Jackie Ashley writes in today's Guardian about the 10p rebellion, arguing for Labour backbenchers to step back from the brink:
Brown's selling point as a politician has always been his concern for the poor. To fight and lose a key vote about taking hundreds of pounds of extra cash from more than 5 million of the poorest voters would be too big a humiliation to survive. Ahead of every knife-edge vote, government whips go around implying to possible rebels that the prime minister could resign. It happened with Blair and the Iraq war, as well as on foundation schools, and it happened time and again in the John Major years. This time, with Brown, it cannot be a bluff. He has stamped his authority on this so clearly that to lose would finish him.

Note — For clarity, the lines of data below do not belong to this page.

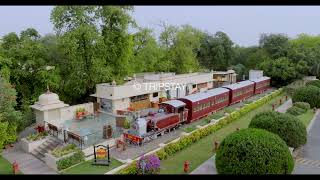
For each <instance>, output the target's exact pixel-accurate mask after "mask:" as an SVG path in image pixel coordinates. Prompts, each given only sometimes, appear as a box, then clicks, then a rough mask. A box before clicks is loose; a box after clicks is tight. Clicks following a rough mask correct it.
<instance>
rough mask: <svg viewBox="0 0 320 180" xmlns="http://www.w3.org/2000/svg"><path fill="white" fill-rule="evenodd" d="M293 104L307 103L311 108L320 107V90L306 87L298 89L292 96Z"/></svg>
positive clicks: (314, 88)
mask: <svg viewBox="0 0 320 180" xmlns="http://www.w3.org/2000/svg"><path fill="white" fill-rule="evenodd" d="M292 101H293V102H306V103H309V104H310V107H311V108H314V107H317V108H318V107H320V88H318V87H316V86H312V85H309V86H305V87H301V88H299V89H297V90H296V91H295V92H294V93H293V96H292Z"/></svg>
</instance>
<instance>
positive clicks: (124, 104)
mask: <svg viewBox="0 0 320 180" xmlns="http://www.w3.org/2000/svg"><path fill="white" fill-rule="evenodd" d="M128 107H130V98H123V99H117V100H113V101H112V111H113V113H114V114H115V113H117V110H122V109H127V108H128Z"/></svg>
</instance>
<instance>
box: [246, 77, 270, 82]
mask: <svg viewBox="0 0 320 180" xmlns="http://www.w3.org/2000/svg"><path fill="white" fill-rule="evenodd" d="M268 79H270V77H267V76H263V77H260V78H255V79H250V81H253V82H261V81H265V80H268Z"/></svg>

I agree with her that it would be a massive risk for Labour to ditch its leader now: things could get considerably worse: the party might implode if the leadership is reopened now, and the loss of power could be more imminent than it seems, if the public feels a government defeat should result in a general election.
But the real blunder of course was Gordon Brown's, in cutting the 10% rate in the first place in his last budget, last year. Why on earth did he do it? After all, he'd proudly introduced it much earlier in his time at the Treasury as a flagship policy to ease the tax burden on the least well paid. The only possible explanation is that he thought cutting the standard rate by 2% was such an eye-catching stunt, attracting middle-class voters like mad and outmanoeuvring David Cameron, that it was worth abandoning social and fiscal principle for. Or perhaps he thought no one would notice - it took a little while for the Tories to realise he'd not made a tax cut overall, if you remember.
But it was madness. My immediate reaction was to be opposed to what had been done: a Labour government should be reducing taxes on the low-paid, which is why I liked to 10p rate in the first place. What's more difficult to understand is why it's taken so long for Labour MPs to make similar noises - the truth is that genuine ideological opposition has now teamed up with general unrest about the state of the government, and panicky urge to assert themselves.
Brown has reason to worry, and if I were him, I'd offer as many concessions as were needed to quell this rebellion. if I were a Labour MP, I'd tell him I didn't want him to go, but that I'd want something very like a reversal of the tax rise - very like a reversal indeed - if he wanted me to vote with him.